There were no serious adverse events, apart from a transient high temperature and low white cell count at the time of infusions, which is a common side effect of chemotherapy.
However, he did lose the pigment in his eyebrows and eyelashes (vitiligo), which developed at around 12 weeks when the tumour initially reduced in size and persisted five years later.
The single patient described here represents one of 10 people treated on this combination treatment. He was one of two people who achieved ongoing complete remission.
Of the remaining eight, two achieved a partial response, three achieved a stable disease, and three experienced disease progression.
How did the researchers interpret the results?
The researchers concluded that, "Combining CTLA4 blockade with the transfer of well-characterized, robust antitumor CTLs represents an encouraging strategy to enhance the activity of the adoptively transferred CTL and induce de novo antitumor responses.
"This strategy may hold broad promise for immune checkpoint blockade-resistant melanomas."
This is described as the first case study in humans to have successfully combined these immune treatments.
The results demonstrate that long-term cancer remission was achieved even after the cancer had previously progressed quickly when the person had been given IL-21, CTL and anti-CTLA4 separately.

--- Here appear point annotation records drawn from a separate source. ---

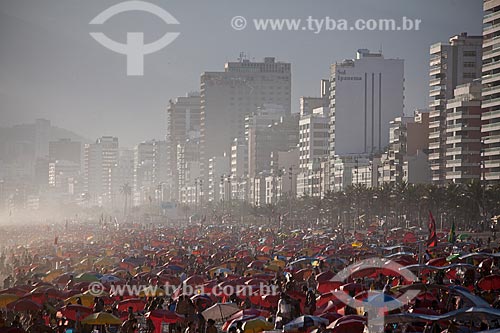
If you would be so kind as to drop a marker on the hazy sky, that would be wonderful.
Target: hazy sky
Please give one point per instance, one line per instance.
(50, 67)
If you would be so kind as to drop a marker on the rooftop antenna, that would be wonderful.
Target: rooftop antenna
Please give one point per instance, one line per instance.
(242, 57)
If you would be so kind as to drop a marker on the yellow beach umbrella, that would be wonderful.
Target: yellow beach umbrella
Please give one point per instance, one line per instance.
(6, 299)
(102, 318)
(87, 300)
(152, 291)
(256, 325)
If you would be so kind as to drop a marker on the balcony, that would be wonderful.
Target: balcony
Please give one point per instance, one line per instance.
(491, 90)
(453, 163)
(495, 51)
(436, 102)
(491, 41)
(490, 139)
(434, 82)
(491, 102)
(434, 156)
(434, 113)
(489, 28)
(490, 78)
(490, 127)
(490, 115)
(434, 135)
(434, 124)
(491, 66)
(492, 163)
(434, 145)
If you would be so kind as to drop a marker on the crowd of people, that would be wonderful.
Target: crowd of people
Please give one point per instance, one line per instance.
(110, 277)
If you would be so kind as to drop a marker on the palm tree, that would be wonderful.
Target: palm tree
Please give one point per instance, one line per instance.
(126, 191)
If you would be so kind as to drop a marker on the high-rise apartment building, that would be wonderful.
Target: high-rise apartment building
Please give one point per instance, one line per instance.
(490, 116)
(313, 150)
(408, 136)
(365, 94)
(226, 97)
(65, 150)
(99, 158)
(463, 134)
(451, 64)
(183, 127)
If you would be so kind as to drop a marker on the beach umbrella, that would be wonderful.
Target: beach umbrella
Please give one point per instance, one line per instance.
(194, 280)
(351, 326)
(169, 317)
(256, 325)
(328, 286)
(87, 299)
(135, 303)
(222, 270)
(304, 322)
(463, 236)
(87, 277)
(490, 282)
(76, 312)
(330, 316)
(6, 299)
(24, 305)
(110, 279)
(220, 311)
(101, 318)
(152, 291)
(452, 257)
(244, 315)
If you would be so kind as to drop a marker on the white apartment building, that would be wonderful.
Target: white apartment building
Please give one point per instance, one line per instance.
(491, 91)
(451, 64)
(463, 134)
(365, 94)
(313, 149)
(226, 97)
(99, 158)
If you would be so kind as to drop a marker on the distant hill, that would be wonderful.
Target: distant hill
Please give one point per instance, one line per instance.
(18, 141)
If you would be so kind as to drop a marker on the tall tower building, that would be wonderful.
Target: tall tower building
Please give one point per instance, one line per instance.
(100, 157)
(183, 125)
(226, 97)
(490, 116)
(463, 133)
(451, 64)
(366, 93)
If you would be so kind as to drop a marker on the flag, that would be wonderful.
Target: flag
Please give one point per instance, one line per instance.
(432, 240)
(451, 235)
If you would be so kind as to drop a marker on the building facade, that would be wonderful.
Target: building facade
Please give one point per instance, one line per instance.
(451, 64)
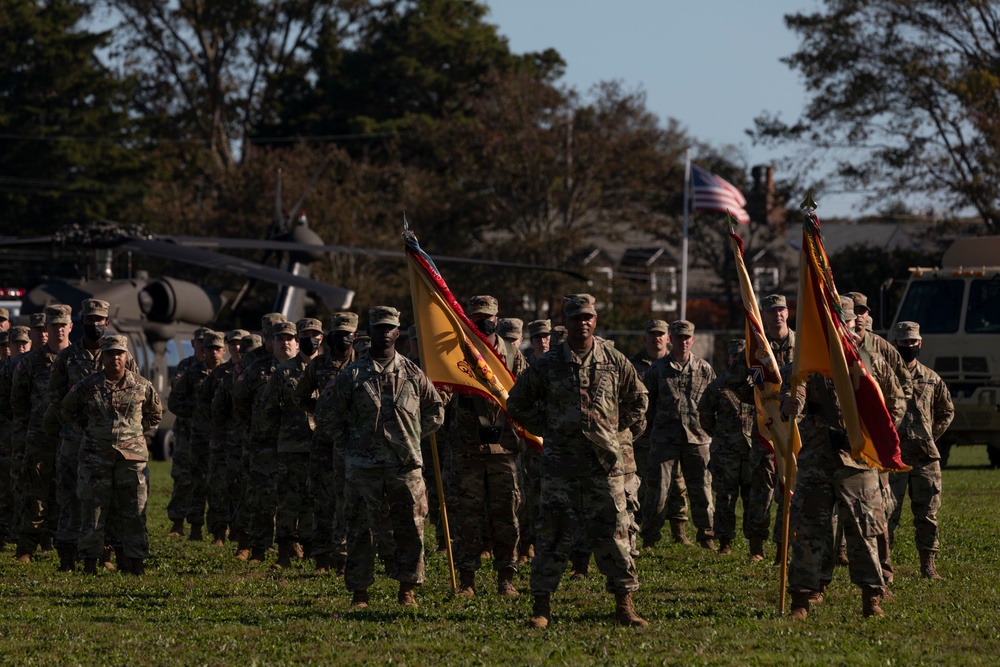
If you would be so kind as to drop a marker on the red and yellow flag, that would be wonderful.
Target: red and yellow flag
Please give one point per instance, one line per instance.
(824, 345)
(781, 436)
(453, 352)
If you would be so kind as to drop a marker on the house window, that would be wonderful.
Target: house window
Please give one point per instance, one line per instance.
(663, 290)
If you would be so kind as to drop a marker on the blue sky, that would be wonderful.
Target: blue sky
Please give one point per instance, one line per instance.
(711, 64)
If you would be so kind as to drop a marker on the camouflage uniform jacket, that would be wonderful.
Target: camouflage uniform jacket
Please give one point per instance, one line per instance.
(674, 393)
(248, 391)
(469, 414)
(725, 417)
(580, 406)
(929, 412)
(377, 414)
(113, 415)
(29, 394)
(292, 423)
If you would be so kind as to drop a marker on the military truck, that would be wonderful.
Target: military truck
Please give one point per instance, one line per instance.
(958, 309)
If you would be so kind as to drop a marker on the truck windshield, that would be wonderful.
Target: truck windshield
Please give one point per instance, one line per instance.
(936, 305)
(983, 315)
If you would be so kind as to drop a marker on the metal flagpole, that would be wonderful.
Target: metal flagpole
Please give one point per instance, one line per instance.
(687, 180)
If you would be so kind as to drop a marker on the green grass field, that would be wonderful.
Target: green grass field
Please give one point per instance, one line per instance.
(198, 605)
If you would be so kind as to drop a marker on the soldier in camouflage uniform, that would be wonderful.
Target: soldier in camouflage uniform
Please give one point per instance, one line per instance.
(180, 464)
(326, 466)
(30, 399)
(485, 493)
(829, 483)
(579, 397)
(381, 406)
(929, 412)
(186, 401)
(655, 346)
(676, 383)
(294, 514)
(19, 343)
(730, 421)
(113, 408)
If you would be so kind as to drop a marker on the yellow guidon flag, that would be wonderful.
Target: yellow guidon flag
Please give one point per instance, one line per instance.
(454, 354)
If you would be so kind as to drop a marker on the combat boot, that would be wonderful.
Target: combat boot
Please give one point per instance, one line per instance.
(800, 605)
(406, 596)
(679, 533)
(581, 566)
(505, 583)
(541, 611)
(625, 612)
(284, 556)
(466, 583)
(871, 602)
(927, 568)
(359, 600)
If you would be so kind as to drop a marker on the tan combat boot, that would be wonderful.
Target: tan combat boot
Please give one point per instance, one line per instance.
(466, 583)
(927, 568)
(625, 612)
(800, 605)
(505, 583)
(871, 602)
(678, 532)
(541, 611)
(406, 596)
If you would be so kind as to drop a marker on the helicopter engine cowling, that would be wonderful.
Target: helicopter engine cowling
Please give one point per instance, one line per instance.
(172, 300)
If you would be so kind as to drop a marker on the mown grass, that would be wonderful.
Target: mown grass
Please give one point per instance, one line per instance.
(198, 605)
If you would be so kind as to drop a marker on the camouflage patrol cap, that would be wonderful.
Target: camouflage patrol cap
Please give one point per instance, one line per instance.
(58, 314)
(484, 303)
(773, 301)
(682, 328)
(383, 315)
(94, 307)
(282, 328)
(511, 328)
(18, 334)
(902, 331)
(847, 305)
(657, 326)
(236, 335)
(111, 343)
(344, 322)
(539, 328)
(574, 304)
(309, 324)
(268, 321)
(213, 339)
(860, 301)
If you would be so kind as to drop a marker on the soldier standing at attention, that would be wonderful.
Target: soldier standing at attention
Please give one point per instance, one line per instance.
(113, 408)
(326, 465)
(676, 383)
(655, 346)
(29, 399)
(929, 412)
(579, 397)
(180, 464)
(484, 449)
(294, 516)
(381, 406)
(730, 421)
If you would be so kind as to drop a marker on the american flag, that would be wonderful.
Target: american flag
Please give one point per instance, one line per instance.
(712, 193)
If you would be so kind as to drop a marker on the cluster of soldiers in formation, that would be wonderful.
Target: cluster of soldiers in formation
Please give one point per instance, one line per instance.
(318, 439)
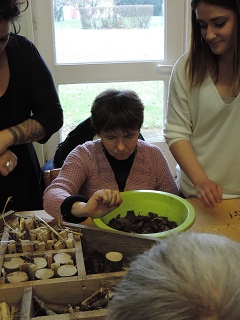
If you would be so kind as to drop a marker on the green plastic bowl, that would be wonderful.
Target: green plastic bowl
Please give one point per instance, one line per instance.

These seem to be extremely encouraging findings for metastatic melanoma, a cancer with notoriously poor prognosis.
However, before the findings raise too much hope, it must be emphasised that this case report focuses on just one man.
The researchers note he is one of 10 people entered into the trial of this combination treatment, and only one other person received complete remission as well.
This means this treatment combination may not offer the hope of a complete cure for all people who have reached the advanced stages of this aggressive cancer.
It is unclear why these two people responded so positively to treatment, while the other eight did not. However, new treatment possibilities for advanced melanoma are always welcome.
It is hoped that researchers may be able to build on these encouraging results in future trials to find out which people with metastatic melanoma are likely to be suited to this treatment and would benefit the most from it – for example, by looking at characteristics of their cancer, cell profile and previous treatment.
For now, the most important message for malignant melanoma remains that prevention is better than cure.
Though not all cancers can be prevented, you can help reduce your risk of melanoma by ensuring that your skin and eyes are protected from the sun, and avoiding artificial sources of damaging UV rays, such as tanning lamps or beds.